Boris Johnson's Conservative (Tory) Party achieved a monumental victory in yesterday's UK election. Whilst the polls were indicating a Tory victory from the outset, a vast majority victory of 78 seats claiming 365 seats across the UK was beyond all expectations. As doubt over Johnsons ability to secure a majority surfaced mid-afternoon, we saw the Pound fall from 1.3217 to 1.3060 but the dip was short lived and as the 10pm polls hit showing a wave of positivity for Johnsons party the market gapped to 1.3400 peaking at 1.3514.


So why did the Pound buy so heavily into a Boris Johnson led Conservative party? The markets and indeed the public seem to believe that the Tory party unconstrained by a coalition will be able to progress the Brexit without the shackles of reliance of a third party for support. Whilst the Brexit deal and its structure still remains unconfirmed and the timeline for not just the Brexit divorce, but the negotiation of subsequent trade deals could be conservatively estimated to take 2-4 years for delivery. The fact the parliamentary process is effectively unclogged seems to give the market a glimmer of hope.


Despite the scepticism of Johnson’s integrity and the Tory campaigning processes, Jeremy Corbyn’s Labour party had a very poor evening, losing some key Labour strongholds as they took just 203 seats. As has Leadership trail crumbled, Corbyn has been forced to state that he will not lead the party into another election, not resigning but paving the way for a switch of leadership. In the immediate aftermath of the election there were no shortage of Labour candidates prepared to admit that the prime issue faced, was the fact that the public could not vote for a party with Corbyn at the helm.


It wasn’t just Labour that suffered as the Liberal Democrats leader Jo Swinson lost her seat in Scotland losing her leadership of the party, and whilst the votes received for the party were not a historic disappointment, they would have seen this as a real chance to gain traction. It seems both Labour and the Lib Dems suffered from the strength of stance their leaders took, in particular Labour. Jeremy Corbyn’s reluctance to commit to a side on Brexit unquestionably contributed to their downfall.

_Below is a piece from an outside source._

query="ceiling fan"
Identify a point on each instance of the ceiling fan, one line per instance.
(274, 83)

One detracting factor for Johnson was the success of the SNP in Scotland, not only did they unseat Lib Dem Leader Jo Swinson but they won an incredible 48 seats turning the map of Scotland SNP yellow. SNP leader Nicola Sturgeon stated that this gives the country justification for the progression towards a second referendum as the country showed its directional split to the desires of Westminster towards Brexit. There was also a shift in power in Northern Ireland again underlining the potential for referendum.


So, what now? Naturally, the first meaningful comments from Johnson will be key, will he press ahead with the Brexit deal and Domestically what will he be capable of doing to get Scotland back onside in the face of a potential domestic divorce. As the PM reveres in his victory, he still has a great deal of work to do and the hard work starts now. For now, the markets are buying into the win but notably, after the immediate surge there has been no fresh highs. There will also be great importance in comments from EU negotiator Barnier and French PM Macron who have remains strong opposers of Brexit and Johnson’s deal.